Epilepsy Program, Department of Clinical Neurological Sciences, Western University, London Health Sciences Centre, London, Ontario, Canada; Hospital Mãe de Deus, Porto Alegre, Rio Grande do Sul, Brazil; Postgraduate Program in Medical Sciences, Federal University of Rio Grande do Sul, Porto Alegre, Rio Grande do Sul, Brazil.
Epilepsia. 2013 Nov;54(11):1933-41. doi: 10.1111/epi.12389.
Seizure recurrence after epilepsy surgery has been classified as either early or late depending on the recurrence time after operation. However, time of recurrence is variable and has been arbitrarily defined in the literature. We established a mathematical model for discriminating patients with early or late seizure recurrence, and examined differences between these two groups.
A historical cohort of 247 consecutive patients treated surgically for temporal lobe epilepsy was identified. In patients who recurred, postoperative time until seizure recurrence was examined using an receiver-operating characteristic (ROC) curve to determine the best cutoff for predicting long-term prognosis, dividing patients in those with early and those with late seizure recurrence. We then compared the groups in terms of a number of clinical, electrophysiologic, and radiologic variables.

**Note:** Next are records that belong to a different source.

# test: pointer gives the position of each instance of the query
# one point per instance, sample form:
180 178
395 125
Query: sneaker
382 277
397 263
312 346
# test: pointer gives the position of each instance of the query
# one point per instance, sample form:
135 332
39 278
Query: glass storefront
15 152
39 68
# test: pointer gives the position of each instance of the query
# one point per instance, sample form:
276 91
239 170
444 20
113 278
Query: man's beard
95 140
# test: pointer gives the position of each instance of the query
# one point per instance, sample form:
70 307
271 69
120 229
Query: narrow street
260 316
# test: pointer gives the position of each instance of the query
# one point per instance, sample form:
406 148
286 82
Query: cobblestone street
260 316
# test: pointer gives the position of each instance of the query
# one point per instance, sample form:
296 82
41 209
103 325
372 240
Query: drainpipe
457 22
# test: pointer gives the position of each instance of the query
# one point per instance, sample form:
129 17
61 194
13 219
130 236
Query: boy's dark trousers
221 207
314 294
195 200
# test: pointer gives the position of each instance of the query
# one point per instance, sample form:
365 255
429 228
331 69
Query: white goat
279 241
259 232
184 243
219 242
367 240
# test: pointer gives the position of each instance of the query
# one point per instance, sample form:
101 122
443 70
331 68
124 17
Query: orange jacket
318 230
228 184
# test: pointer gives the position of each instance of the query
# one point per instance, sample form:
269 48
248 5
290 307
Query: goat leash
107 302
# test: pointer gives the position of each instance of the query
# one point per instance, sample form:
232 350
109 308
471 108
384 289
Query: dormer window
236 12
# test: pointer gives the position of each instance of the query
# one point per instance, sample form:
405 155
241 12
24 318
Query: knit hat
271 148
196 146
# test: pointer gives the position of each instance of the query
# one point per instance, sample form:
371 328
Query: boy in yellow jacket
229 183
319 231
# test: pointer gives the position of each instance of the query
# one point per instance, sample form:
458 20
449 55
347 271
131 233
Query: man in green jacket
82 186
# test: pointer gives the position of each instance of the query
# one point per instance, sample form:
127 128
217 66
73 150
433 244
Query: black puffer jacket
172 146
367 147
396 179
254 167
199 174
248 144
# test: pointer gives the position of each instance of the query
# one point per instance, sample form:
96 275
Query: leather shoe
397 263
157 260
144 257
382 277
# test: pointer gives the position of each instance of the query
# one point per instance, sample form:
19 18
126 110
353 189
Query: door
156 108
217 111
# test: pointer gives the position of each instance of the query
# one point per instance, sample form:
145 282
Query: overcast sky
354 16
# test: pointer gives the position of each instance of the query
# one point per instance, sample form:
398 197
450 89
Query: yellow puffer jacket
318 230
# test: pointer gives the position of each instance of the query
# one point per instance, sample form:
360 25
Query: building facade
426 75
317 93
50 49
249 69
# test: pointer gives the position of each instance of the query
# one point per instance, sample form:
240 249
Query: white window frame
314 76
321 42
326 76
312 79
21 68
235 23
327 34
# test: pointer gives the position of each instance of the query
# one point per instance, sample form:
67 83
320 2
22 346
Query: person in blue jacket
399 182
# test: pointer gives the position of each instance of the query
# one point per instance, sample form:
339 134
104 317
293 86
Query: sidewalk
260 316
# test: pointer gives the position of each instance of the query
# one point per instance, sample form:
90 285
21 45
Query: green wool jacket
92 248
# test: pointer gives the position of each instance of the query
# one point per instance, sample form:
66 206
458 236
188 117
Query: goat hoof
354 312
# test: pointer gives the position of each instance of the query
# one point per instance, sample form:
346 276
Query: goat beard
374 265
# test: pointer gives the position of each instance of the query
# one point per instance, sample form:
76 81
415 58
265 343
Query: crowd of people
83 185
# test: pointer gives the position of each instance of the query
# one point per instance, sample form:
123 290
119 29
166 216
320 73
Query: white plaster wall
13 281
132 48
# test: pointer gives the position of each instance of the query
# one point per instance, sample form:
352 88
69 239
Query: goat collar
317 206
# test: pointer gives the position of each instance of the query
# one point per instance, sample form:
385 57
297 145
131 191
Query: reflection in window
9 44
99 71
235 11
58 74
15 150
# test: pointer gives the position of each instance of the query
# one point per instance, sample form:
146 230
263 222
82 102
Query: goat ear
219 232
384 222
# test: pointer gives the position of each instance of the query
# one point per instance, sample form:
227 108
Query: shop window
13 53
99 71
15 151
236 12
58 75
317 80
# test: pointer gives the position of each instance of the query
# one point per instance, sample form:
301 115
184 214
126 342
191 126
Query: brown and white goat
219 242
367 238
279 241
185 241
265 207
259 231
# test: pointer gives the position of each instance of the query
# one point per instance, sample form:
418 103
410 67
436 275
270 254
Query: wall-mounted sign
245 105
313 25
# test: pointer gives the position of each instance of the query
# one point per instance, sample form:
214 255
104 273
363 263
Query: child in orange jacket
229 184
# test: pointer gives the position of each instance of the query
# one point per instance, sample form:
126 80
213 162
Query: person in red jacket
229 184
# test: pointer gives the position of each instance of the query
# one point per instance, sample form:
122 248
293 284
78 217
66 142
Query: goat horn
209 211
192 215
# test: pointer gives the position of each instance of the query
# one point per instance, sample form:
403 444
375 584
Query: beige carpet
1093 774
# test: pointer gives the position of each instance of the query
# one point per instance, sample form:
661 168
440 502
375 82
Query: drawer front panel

Seizures recurred in 107 patients (48.9%). The ROC curve demonstrated that 6 months was the ideal time for predicting long-term surgical outcome with best accuracy, (area under the curve [AUC] = 0.761; sensitivity = 78.8%; specificity = 72.1%). We observed that patients with seizure recurrence during the first 6 months started having seizures at younger age (odds ratio [OR] = 6.03; 95% confidence interval [CI] = 1.06-11.01; p = 0.018), had a worse outcome (OR = 6.85; 95% CI = 2.54-18.52; p = 0.001), needed a higher number of antiepileptic medications (OR = 2.07; 95% CI = 1.16-9.34; p = 0.013), and more frequently had repeat surgery (OR = 9.59; 95% CI = 1.18-77.88; p = 0.021). Patients with late relapse more frequently had seizures associated with trigger events (OR = 9.61; 95% CI = 3.52-26.31; p < 0.01).
Patients with early or late recurrence of seizures have different characteristics that might reflect diversity in the epileptogenic zone and epileptogenicity itself. These disparities might help explain variable patterns of seizure recurrence after epilepsy surgery.
癫痫手术后的癫痫发作复发可分为早期或晚期,这取决于术后复发的时间。然而,复发时间是可变的,并且在文献中已被任意定义。我们建立了一个用于区分早期或晚期癫痫发作复发患者的数学模型,并检查了这两组之间的差异。
确定了 247 例连续接受颞叶癫痫手术治疗的患者的历史队列。在复发的患者中,使用接收者操作特征(ROC)曲线检查术后至癫痫复发的时间,以确定预测长期预后的最佳截止值,将患者分为早期和晚期癫痫发作复发的患者。然后,我们比较了两组的多项临床、电生理和影像学变量。
107 例患者(48.9%)出现癫痫发作。ROC 曲线表明,6 个月是预测长期手术结果的最佳时间,具有最佳准确性(曲线下面积 [AUC] = 0.761;灵敏度 = 78.8%;特异性 = 72.1%)。我们观察到,在最初 6 个月内发作复发的患者,发病年龄更小(优势比 [OR] = 6.03;95%置信区间 [CI] = 1.06-11.01;p = 0.018),结局更差(OR = 6.85;95% CI = 2.54-18.52;p = 0.001),需要更多的抗癫痫药物(OR = 2.07;95% CI = 1.16-9.34;p = 0.013),且更频繁地进行重复手术(OR = 9.59;95% CI = 1.18-77.88;p = 0.021)。晚期复发的患者更频繁地出现与触发事件相关的癫痫发作(OR = 9.61;95% CI = 3.52-26.31;p < 0.01)。
早期或晚期癫痫发作复发的患者具有不同的特征,这可能反映了致痫区和致痫性本身的多样性。这些差异可能有助于解释癫痫手术后癫痫发作复发的不同模式。